> For clean Markdown of any page, append .md to the page URL.
> For a complete documentation index, see https://docs.nvidia.com/infra-controller/llms.txt.
> For full documentation content, see https://docs.nvidia.com/infra-controller/llms-full.txt.

# `WaitingForNetworkConfig` and DPU health

Whenever the configuration of a ManagedHost changes (Instance gets created,
Instance gets deleted, Provisioning), NICo requires the `forge-dpu-agent` to
acknowledge that the desired DPU configuration is applied and that the DPU and
services running on it (like `HBN`) are in a healthy state.
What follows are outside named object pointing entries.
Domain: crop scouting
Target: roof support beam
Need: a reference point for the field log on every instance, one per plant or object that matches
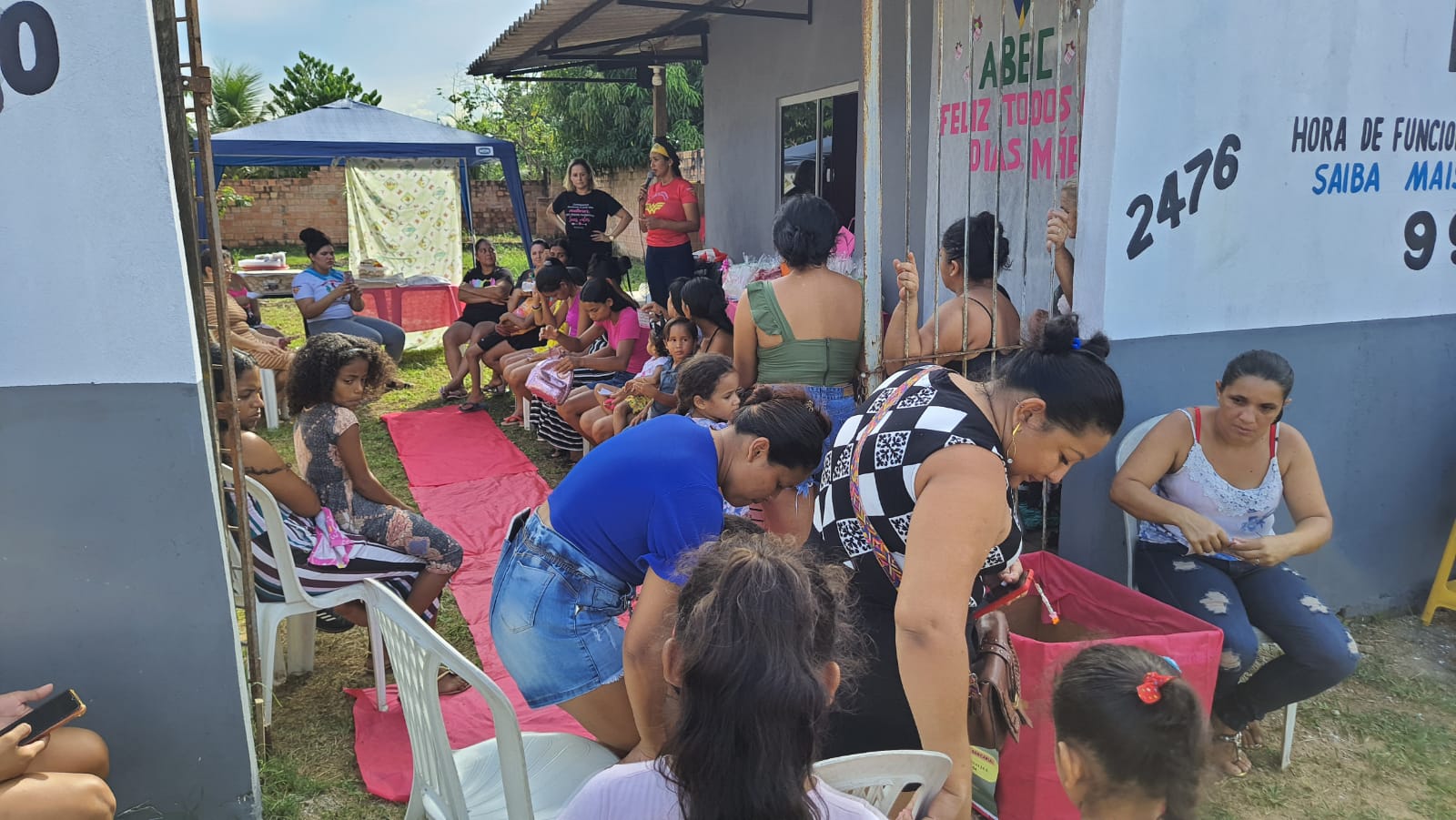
(701, 28)
(564, 29)
(728, 11)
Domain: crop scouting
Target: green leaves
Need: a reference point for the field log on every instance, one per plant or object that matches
(238, 96)
(609, 124)
(310, 84)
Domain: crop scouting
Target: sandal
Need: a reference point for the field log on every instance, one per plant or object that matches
(450, 683)
(1254, 735)
(331, 623)
(1238, 762)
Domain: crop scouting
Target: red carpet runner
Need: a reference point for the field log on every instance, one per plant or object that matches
(470, 481)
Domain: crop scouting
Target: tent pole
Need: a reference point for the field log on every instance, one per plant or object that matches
(465, 197)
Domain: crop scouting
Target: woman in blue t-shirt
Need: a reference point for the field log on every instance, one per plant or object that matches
(329, 299)
(568, 568)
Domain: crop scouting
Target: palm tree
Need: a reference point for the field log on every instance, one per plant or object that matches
(237, 96)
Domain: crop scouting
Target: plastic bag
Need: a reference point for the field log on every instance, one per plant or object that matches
(548, 383)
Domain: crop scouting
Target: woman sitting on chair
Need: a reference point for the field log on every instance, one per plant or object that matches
(302, 510)
(329, 300)
(752, 667)
(271, 353)
(1205, 484)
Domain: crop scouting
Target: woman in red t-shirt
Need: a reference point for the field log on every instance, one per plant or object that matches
(669, 215)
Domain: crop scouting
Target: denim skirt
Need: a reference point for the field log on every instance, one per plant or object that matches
(555, 615)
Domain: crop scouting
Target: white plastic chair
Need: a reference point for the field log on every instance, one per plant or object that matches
(878, 778)
(298, 606)
(514, 775)
(1125, 449)
(269, 398)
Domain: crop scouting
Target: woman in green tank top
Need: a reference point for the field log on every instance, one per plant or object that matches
(804, 329)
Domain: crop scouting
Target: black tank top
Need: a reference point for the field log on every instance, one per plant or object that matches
(932, 415)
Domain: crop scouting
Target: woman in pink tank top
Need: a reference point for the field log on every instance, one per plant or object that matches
(1206, 484)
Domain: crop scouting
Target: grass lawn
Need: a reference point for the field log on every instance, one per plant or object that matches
(507, 249)
(1382, 744)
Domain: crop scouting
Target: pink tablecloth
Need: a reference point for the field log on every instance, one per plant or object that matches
(414, 308)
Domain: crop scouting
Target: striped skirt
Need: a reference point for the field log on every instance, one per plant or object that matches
(393, 568)
(548, 422)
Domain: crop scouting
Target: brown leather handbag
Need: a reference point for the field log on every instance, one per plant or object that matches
(995, 692)
(994, 708)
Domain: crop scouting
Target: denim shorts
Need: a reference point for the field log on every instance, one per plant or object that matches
(837, 404)
(553, 615)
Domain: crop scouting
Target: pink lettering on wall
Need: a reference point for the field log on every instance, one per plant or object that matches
(1016, 109)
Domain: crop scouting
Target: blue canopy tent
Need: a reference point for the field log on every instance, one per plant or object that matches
(337, 131)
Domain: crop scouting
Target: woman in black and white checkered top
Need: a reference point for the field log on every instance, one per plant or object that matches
(934, 461)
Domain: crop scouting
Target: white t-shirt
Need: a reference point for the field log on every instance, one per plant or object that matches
(654, 366)
(640, 791)
(309, 284)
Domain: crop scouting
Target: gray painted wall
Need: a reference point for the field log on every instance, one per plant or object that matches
(116, 586)
(753, 65)
(1375, 400)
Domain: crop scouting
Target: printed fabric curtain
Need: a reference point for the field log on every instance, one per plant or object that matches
(405, 213)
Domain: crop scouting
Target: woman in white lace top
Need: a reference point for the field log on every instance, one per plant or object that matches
(1206, 484)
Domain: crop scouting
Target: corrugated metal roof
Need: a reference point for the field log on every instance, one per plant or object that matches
(564, 24)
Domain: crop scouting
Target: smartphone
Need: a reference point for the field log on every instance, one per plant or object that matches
(1006, 593)
(53, 713)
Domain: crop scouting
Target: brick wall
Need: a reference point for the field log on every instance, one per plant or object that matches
(283, 208)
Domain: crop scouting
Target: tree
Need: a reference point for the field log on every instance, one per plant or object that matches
(612, 124)
(509, 111)
(238, 96)
(310, 84)
(609, 124)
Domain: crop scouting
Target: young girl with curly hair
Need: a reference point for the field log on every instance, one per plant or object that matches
(334, 376)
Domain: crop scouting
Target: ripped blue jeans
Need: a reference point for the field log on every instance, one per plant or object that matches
(1237, 596)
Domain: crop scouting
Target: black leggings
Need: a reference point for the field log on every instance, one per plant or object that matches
(666, 264)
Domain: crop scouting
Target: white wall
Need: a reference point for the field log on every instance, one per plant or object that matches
(1168, 80)
(87, 220)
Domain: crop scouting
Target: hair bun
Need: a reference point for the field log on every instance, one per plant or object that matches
(757, 395)
(1060, 335)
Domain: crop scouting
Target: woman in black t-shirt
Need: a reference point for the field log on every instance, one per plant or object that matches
(582, 211)
(485, 291)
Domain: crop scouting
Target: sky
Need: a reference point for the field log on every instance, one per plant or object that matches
(405, 50)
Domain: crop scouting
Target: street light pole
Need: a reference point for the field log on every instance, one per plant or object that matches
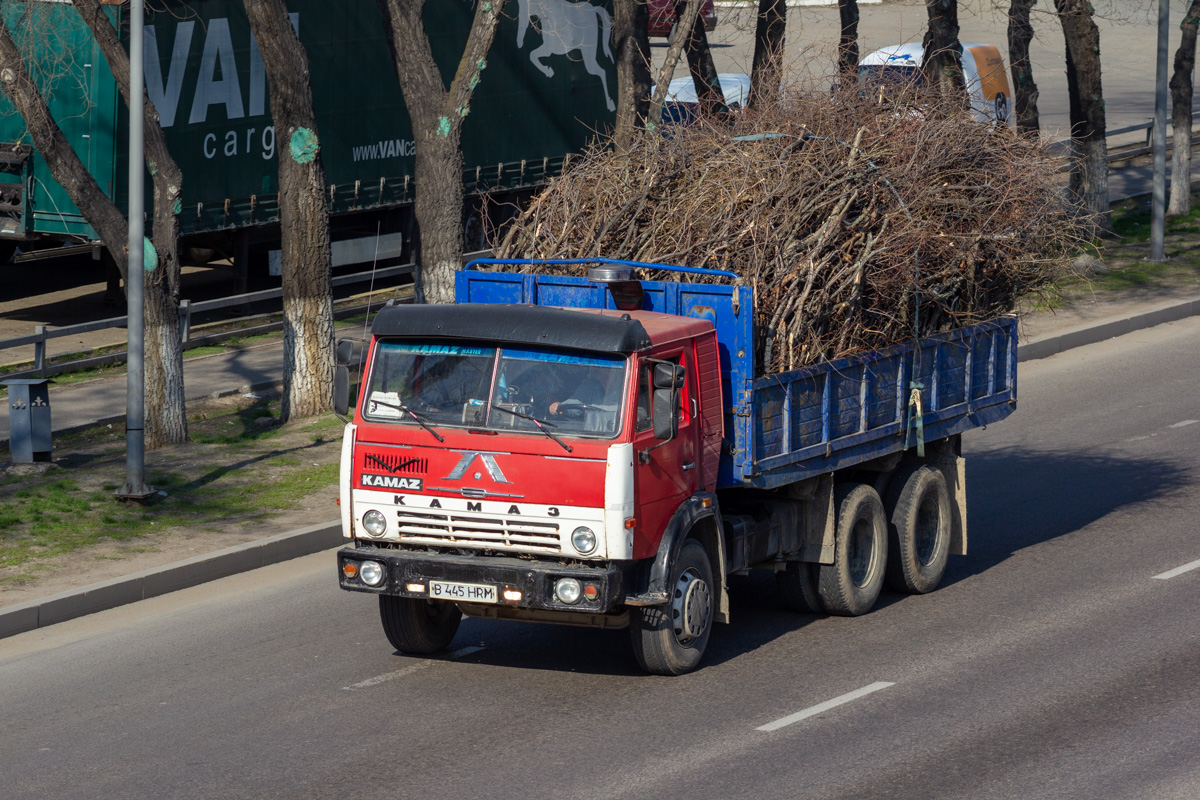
(1158, 203)
(135, 410)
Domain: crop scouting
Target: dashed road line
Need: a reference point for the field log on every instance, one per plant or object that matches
(1179, 570)
(823, 707)
(408, 671)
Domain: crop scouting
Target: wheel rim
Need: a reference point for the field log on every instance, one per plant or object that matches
(929, 519)
(862, 551)
(691, 607)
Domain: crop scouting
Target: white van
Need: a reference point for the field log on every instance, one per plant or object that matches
(983, 71)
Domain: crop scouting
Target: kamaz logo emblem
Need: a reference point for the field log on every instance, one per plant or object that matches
(468, 458)
(391, 482)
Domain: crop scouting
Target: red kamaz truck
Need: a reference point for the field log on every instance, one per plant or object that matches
(600, 451)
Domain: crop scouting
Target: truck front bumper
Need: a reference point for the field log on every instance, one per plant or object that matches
(519, 583)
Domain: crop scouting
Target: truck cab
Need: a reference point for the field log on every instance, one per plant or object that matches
(523, 462)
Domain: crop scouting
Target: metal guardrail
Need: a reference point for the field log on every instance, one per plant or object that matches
(42, 334)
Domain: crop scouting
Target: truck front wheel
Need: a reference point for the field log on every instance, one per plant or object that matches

This feedback mechanism works in the following fashion:
1. `forge-dpu-agent` periodically calls `GetManagedHostNetworkConfig`. It thereby
   obtains the latest configuration for all interfaces, including the configuration
   which states whether the Host should get attached to an admin or tenant network.
   The configuration includes Version numbers, which increase whenever the
   configuration changes.
2. `forge-dpu-agent` reports the version numbers of the currently applied
   configurations back to NICo using the `RecordDpuNetworkStatus` API.
   This report also includes the DPUs health in the form of a `HealthReport`.

If the DPU has not recently reported that it is up, healthy and that the latest
desired configuration is applied, the state will not be advanced.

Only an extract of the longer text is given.